Unfortunately, the common solution is to implement strict and rigorous guidelines for adding new entries. Normally these systems consist of endless drop-down menus and dozens of fields that require you to fill in information you had no idea existed.

A more pleasant solution is to implement smart search that finds possible duplicates when a new entry is being registered. A simple keyword search helps a lot already, but for a more reliable and robust search you’ll need to consider the relationships between data points and their different variations. That’s when you need machine learning. I’ll show you how to get it done with Aito and it’ll take less than ten minutes, I promise.

Upload a dataset

I picked up the data for this experiment at the USA public catalogue. It contains the basic information of 3745 American companies in a tab separated .txt format. After wrestling with the file for a bit, I turned it into a nice and smooth .csv which you can get here.

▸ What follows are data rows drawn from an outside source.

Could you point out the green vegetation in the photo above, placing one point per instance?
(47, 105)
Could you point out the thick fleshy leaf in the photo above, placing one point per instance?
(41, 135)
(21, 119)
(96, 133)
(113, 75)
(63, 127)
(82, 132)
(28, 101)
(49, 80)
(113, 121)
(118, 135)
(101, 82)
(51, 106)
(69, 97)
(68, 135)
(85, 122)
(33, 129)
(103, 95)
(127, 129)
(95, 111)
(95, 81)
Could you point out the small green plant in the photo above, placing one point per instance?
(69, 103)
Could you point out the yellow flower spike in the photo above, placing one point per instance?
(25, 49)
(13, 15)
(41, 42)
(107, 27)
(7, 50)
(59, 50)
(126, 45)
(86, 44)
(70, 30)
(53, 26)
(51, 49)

IDNameZip_CodeStreetBuildingCityStateNumber
1904ABRAHAM & CO., INC.8294523724 47TH STREET-GIG HARBORWA98335
2303ROSPERA FINANCIAL SERVICES, INC.8281645429 LBJ FREEWAYSUITE 400DALLASTX75240
2554AEI SECURITIES, INC.8167501300 WELLS FARGO PLACE30 SEVENTH STREETST. PAULMN55101-4901
........................

Pretty normal looking stuff. Before we get to try out the smart search, we need to upload the dataset into your Aito instance to serve as the learning data. By far the easiest way to do this is to use the Quick Upload feature at the super secret instance management page. Sign up here to get invited and get your own instance.

File upload feature

You can also use Aito Python SDK and CLI or go straight for our REST API to upload your data.

Check the data

The first thing you should do after uploading is to have a quick look at your data to check for any errors or shenanigans. You can run the following commands on any cURL friendly terminal but using a REST client like Insomnia is way more convenient. Remember to replace the api URL and keys with your own. Here's the first cURL with our public instance:

curl -X POST \
https://public-1.aito.app/api/v1/_query \
-H 'content-type: application/json' \
-H 'x-api-key: bvss2i2dIkaWUfBCdzEO89LpxUkwO3A24hYg8MBq' \
-d '
{
  "from": "company_info",
  "limit": 1
}'

And the response below looks all good:

{
  "Building": "SUITE 210",
  "City": "CHERRY HILL",
  "ID": 9319,
  "Name": "BCG SECURITIES, INC.",
  "Number": "08002",
  "State": "NJ",
  "Street": "51 HADDONFIELD ROAD",
  "Zip_Code": 812680
}

Now onto the fun part!

Smart search

Aito offers the _similarity API endpoint specifically designed for identifying similar entries in the database.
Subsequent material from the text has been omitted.